Bei Investoren löste das Geschehen vom Dienstag Unbehagen aus, da es die Abhängigkeit des Schweizer Aktienmarktes von den Pharma-Schwergewichten illustriert. Novartis und Roche machen rund ein Drittel des SMI aus.
Wer nach Alternativen sucht, wird praktisch vor der eigenen Haustür fündig: Bei klein- und mittelkapitalisierten Schweizer Unternehmen. «Viele Schweizer Mid-Cap-Unternehmen sind in spezialisierten Nischen der Industrie, des Gesundheitswesens und des Konsumgütersektors tätig, die ein stärkeres strukturelles Wachstum aufweisen», sagt UBS-Stratege Matthew Gilman laut der Nachrichtenagentur Bloomberg. Seiner Auffassung nach bieten hiesige Midcaps auch eine überzeugendere Kombination aus strukturellem Wachstum, zyklischem Aufwärtspotenzial und angemessenen Bewertungen.
Manch ein Unternehmen hat sich in den vergangenen Tagen und Woche beispielhaft hervorgetan.
Arbonia
Das Allzeithoch bei 127 Franken aus dem Jahr 2007 ist auf absehbare Zeit zwar kaum erreichbar - dazu stehen die Titel von Arbonia mit aktuell 5 Franken zu tief. Doch der Bauzulieferer aus dem thurgauischen Arbon wurde am vergangenen Montag von der UBS von «Neutral» auf «Buy» hochgestuft, wobei das Kursziel von 4,10 auf 6,20 Franken hochgesetzt wurde.
Die zuständige Analystin begründete ihre Zuversicht damit, dass sich die schrittweise Verbesserung der Endmärkte im ersten Halbjahr 2026 in eine Trendwende beim organischen Wachstum übersetzt hat - eine Entwicklung, die sich beschleunigen dürfte, da die Volumina im Wohnimmobilienbereich in den Geschäftsjahren 2027 und 2028 weiter anziehen dürften. Zudem sei die Bewertung der Arbonia-Aktien attraktiv, die Titel würden zu einem deutlichen Abschlag gegenüber den Schweizer Mitbewerbern gehandelt.
Zur Belastung wurde derweil die Einführung einer integrierten Systemlandschaft bei der deutschen Tochter Garant. Sie veranlasste das Management, die Ebitda-Guidance für das Geschäftsjahr 2026 zu senken. Laut Experten ist der Negativeffekt nicht von Dauer und im Aktienkurs schon eingepreist.
Burckhardt Compression
Am Aktienpreis sind die Qualitäten des Industriekonzerns aus Winterthur nicht ablesbar. Das Allzeithoch bei 738 Franken vom August 2025 liegt mittlerweile mehr als ein Jahr und über 30 Prozent zurück.
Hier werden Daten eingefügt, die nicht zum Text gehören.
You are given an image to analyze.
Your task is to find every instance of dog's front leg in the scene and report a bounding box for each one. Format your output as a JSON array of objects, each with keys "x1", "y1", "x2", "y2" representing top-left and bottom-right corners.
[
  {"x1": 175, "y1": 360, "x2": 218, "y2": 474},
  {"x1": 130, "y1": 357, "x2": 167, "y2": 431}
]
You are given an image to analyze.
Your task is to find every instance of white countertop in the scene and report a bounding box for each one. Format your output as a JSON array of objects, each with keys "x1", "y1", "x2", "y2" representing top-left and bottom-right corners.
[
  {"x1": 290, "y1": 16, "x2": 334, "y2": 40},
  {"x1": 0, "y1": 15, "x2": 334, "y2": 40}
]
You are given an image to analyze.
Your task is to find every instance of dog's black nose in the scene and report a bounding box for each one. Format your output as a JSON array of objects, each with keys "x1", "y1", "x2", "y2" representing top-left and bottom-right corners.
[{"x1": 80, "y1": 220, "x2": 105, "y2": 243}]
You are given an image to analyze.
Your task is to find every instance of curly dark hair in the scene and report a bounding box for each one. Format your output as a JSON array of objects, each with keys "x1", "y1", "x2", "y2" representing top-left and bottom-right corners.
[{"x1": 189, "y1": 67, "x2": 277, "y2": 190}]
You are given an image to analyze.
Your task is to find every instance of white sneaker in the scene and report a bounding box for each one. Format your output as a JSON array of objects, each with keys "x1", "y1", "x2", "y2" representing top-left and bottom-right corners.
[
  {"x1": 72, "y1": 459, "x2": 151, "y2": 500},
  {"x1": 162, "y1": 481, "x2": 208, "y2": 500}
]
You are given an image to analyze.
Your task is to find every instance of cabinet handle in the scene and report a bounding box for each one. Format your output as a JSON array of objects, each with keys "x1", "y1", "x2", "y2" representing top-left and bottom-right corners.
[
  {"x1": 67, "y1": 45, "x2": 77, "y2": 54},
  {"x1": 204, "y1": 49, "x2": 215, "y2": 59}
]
Jedoch: Der Markt für Kolbenkompressoren ist durch hohe technische Anforderungen, jahrzehntelanges Know-how, strenge Sicherheitsstandards sowie lange Kundenbeziehungen geprägt. Entsprechend hoch sind die Eintrittsbarrieren für neue Wettbewerber und entsprechend weit ist der Burggraben, den Burckhardt aufgebaut hat: «Dank seiner globalen Präsenz, einer installierten Basis von mehreren tausend Anlagen und einer breiten geografischen Kundenstruktur ist Burckhardt Compression weltweit hervorragend positioniert», schreiben die Investment-Experten der Privatbank Baumann & Cie. in einem ihrer aktuellen Marktkommentare.
Das Unternehmen verfüge über eine robuste Bilanz, eine überdurchschnittliche Profitabilität und setze seine Strategie konsequent um, heisst es weiter.
Unter den von AWP erfassten Analystenstimmen sind fünf von acht ebenfalls zuversichtlich, indem sie die Aktie zum Kauf empfehlen. Die anderen drei Experten sind für «Halten». Es gibt keine Verkaufsempfehlung.
OC Oerlikon
Die Aktien des auf Oberflächentechnologien spezialisierten Konzerns haben den Gesamtmarkt im laufenden Jahr klar übertroffen. Sie zogen seit Anfang Januar um 66 Prozent an, während der Swiss Performance Index (SPI) um 9 Prozent zulegte.
Die Avancen der Aktien stehen auf solidem Grund. Umsatz, operativer Gewinn und Konzernergebnis des ersten Halbjahres lagen über den Analystenerwartungen; es war der erste Abschluss nach der Veräusserung der Tochter Barmag an den Winterthurer Industriekonzern Rieter.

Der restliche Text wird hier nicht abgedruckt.